Postado em 13/12/2017
Encerrando o Especial Negrura, que desde 1º de novembro evidenciou a presença do negro nas mais diversas expressões, o Sesc Rio Preto realizou, entre 1 e 3 de dezembro, duas atividades com foco na moda afro-brasileira. Ambas foram desenvolvidas pela designer de moda autoral Carol Barreto e pela designer de moda e especialista em moullage Cllaudia Soares. As profissionais atuam em Salvador (BA) e já produziram várias coleções em parceria.
O bate-papo “Moda Afro-brasileira, Racismo e Criação” abordou os aspectos da moda afro-brasileira. Nele, as estilistas também relataram os processos criativos das coleções que construíram em parceria e a metodologia por elas desenvolvida. A atividade embasou a construção da oficina “Afrolab: Laboratório Criativo de Moda Afro-brasileira”, que envolveu a criação e confecção de looks completos, realizada nos dias subsequentes.
Divididos em grupos, no Afrolab, os participantes criaram três looks dentro do tema “Maria Felipa e a Capoeira”, escolhido a partir das pesquisas sobre referências da cultura afro-brasileira feitas como parte da atividade. Maria Felipa de Oliveira foi uma lendária guerreira, com importante papel na luta pela Independência do Brasil na Bahia do século 19.
Os looks receberam os nomes de Iuna, Ginga e Idalina. Para quem quiser conferir de perto, as peças estão expostas em manequins, junto com seus croquis, no Espaço de Tecnologias e Artes do Sesc Rio Preto, onde ficam até o final de dezembro.
Carol Barreto é designer de moda, pesquisadora e moda ativista, professora de Estudos de Gênero e Diversidade na UFBA - Universidade Federal da Bahia. Ela foi a primeira estilista brasileira a desfilar uma coleção na Black Fashion Week Paris, em 2015, e já levou suas criações para diversos eventos internacionais. Cllaudia Soares é designer de moda, professora, consultora e pesquisadora, mestre em artes visuais pela UFBA. Ela é parceira de Carol em várias coleções, inclusive a mais recente, chamada Asè.
As coleções de Carol Barreto têm sido criadas com base nos fazeres artesanais do Nordeste do Brasil, transformando a passarela e a fotografia de moda num espaço de expressão de discurso identitário e de ativismo político.
“Tenho pensado uma relação entre moda e ativismo político desde os temas que pesquiso para uma coleção, mas especialmente a partir dos processos que a compõem. Os laboratórios criativos são construídos numa perspectiva horizontal, desconstruindo a hierarquia da estilista como grande criadora, como grande detentora do capital intelectual. Na última coleção, que é a coleção Asè, experimentei abrir meu processo criativo desde o croqui.
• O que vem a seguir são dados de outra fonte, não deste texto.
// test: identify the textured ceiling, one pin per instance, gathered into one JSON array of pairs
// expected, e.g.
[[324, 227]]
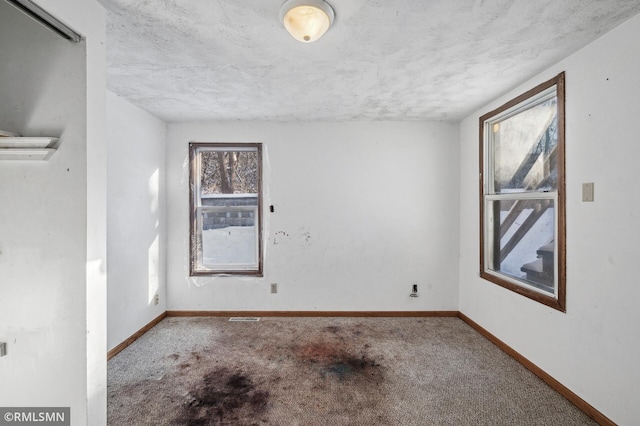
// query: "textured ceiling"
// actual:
[[425, 60]]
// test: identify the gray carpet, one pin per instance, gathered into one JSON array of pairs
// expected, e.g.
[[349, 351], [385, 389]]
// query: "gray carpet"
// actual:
[[326, 371]]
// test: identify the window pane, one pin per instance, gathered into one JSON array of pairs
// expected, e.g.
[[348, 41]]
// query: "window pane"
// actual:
[[522, 234], [226, 209], [229, 235], [524, 149], [229, 172]]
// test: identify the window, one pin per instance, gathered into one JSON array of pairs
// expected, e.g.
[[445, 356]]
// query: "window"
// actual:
[[226, 208], [522, 200]]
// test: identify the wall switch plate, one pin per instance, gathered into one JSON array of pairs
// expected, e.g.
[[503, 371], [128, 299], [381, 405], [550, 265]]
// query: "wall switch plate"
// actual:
[[587, 191]]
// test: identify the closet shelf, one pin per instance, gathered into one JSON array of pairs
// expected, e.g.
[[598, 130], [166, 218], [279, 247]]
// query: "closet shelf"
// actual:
[[27, 148]]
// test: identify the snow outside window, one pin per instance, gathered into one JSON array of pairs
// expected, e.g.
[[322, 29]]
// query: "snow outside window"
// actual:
[[522, 195], [226, 219]]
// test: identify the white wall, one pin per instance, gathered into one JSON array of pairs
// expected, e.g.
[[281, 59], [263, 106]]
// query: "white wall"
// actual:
[[50, 230], [136, 218], [594, 349], [362, 211]]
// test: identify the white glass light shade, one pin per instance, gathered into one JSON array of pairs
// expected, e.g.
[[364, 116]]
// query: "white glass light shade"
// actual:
[[306, 20]]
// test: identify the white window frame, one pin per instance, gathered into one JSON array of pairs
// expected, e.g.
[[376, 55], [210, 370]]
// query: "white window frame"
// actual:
[[197, 211]]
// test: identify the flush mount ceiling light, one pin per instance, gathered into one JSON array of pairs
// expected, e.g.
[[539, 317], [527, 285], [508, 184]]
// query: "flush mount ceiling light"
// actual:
[[306, 20]]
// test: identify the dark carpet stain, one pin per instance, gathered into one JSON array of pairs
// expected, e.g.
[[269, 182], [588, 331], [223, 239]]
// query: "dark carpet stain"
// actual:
[[339, 360], [223, 398]]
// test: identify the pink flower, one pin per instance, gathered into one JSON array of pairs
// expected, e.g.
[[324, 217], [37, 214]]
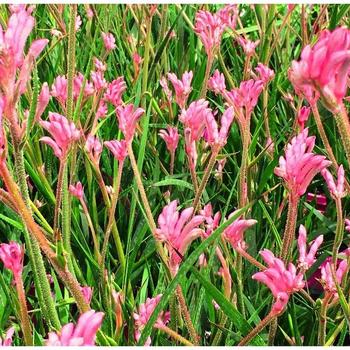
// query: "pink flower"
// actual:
[[217, 83], [214, 136], [128, 117], [234, 232], [63, 133], [182, 87], [336, 189], [118, 148], [248, 46], [84, 333], [281, 281], [115, 91], [306, 260], [178, 231], [109, 41], [299, 165], [303, 116], [12, 255], [77, 190], [171, 138]]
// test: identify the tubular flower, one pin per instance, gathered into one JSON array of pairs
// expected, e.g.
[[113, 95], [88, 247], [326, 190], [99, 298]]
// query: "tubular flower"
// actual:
[[128, 117], [63, 133], [306, 260], [12, 255], [171, 138], [182, 87], [336, 189], [234, 232], [178, 231], [83, 333], [325, 66], [118, 148], [280, 280], [143, 315], [299, 165]]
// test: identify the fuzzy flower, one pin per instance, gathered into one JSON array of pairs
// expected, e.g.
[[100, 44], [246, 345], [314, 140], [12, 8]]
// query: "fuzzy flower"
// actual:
[[299, 165], [182, 87], [118, 148], [178, 231], [144, 313], [115, 91], [63, 133], [81, 334], [12, 255], [336, 189], [217, 83], [109, 41], [307, 259], [171, 138], [77, 190], [280, 280]]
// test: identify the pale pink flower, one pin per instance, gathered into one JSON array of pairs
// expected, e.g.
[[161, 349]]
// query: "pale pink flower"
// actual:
[[217, 83], [63, 133], [335, 188], [81, 334], [299, 165], [115, 91], [171, 138], [118, 149], [77, 190], [12, 255], [280, 280], [178, 231], [109, 41], [307, 259], [128, 117], [182, 87]]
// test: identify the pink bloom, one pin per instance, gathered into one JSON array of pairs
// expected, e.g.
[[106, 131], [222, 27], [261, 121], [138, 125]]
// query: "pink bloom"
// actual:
[[128, 117], [171, 138], [12, 255], [281, 281], [336, 189], [234, 232], [217, 83], [303, 116], [306, 260], [247, 45], [178, 231], [115, 91], [63, 133], [299, 165], [83, 333], [77, 190], [109, 41], [182, 87], [118, 148]]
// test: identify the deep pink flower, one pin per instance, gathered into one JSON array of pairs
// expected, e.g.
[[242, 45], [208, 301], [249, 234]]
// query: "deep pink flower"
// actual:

Então, eu também me coloco em risco como autoria e como criadora da coleção, e o resultado disso é uma potencialização daquilo que sozinha eu jamais poderia fazer”, afirma a estilista sobre seu processo criativo.
Segundo Carol, o ativismo também está presente nos materiais que ela utiliza. “A coleção Asè foi toda produzida com materiais vistos como inferiores, porque são usados para decorar casas do Nordeste do Brasil, geralmente casas de pessoas negras e pobres, conexão que desvaloriza os materiais que estão conectados a esse contexto”, observa.
“A gente pode ver, sim, que um vestido feito de renda é alta costura, mas, se isso é uma toalha de mesa, uma cortina, a gente já subvaloriza. Então, foi exatamente a partir desses materiais: toalhas de mesa, porta-copos, pano de cobrir pão, a colcha de cama que foi do enxoval de casamento dos meus avós - que hoje têm 90 anos e ainda vivem juntos em Santo Amaro -, a partir desses materiais e vários outros elementos que foram doações e representam muito a memória afetiva das pessoas que compuseram a equipe, que a coleção Asè foi criada. Essa provocação sobre pensar moda como ativismo político está em cada detalhe, especialmente na valorização dos saberes e fazeres artesanais tradicionais do Nordeste do Brasil”, diz Carol.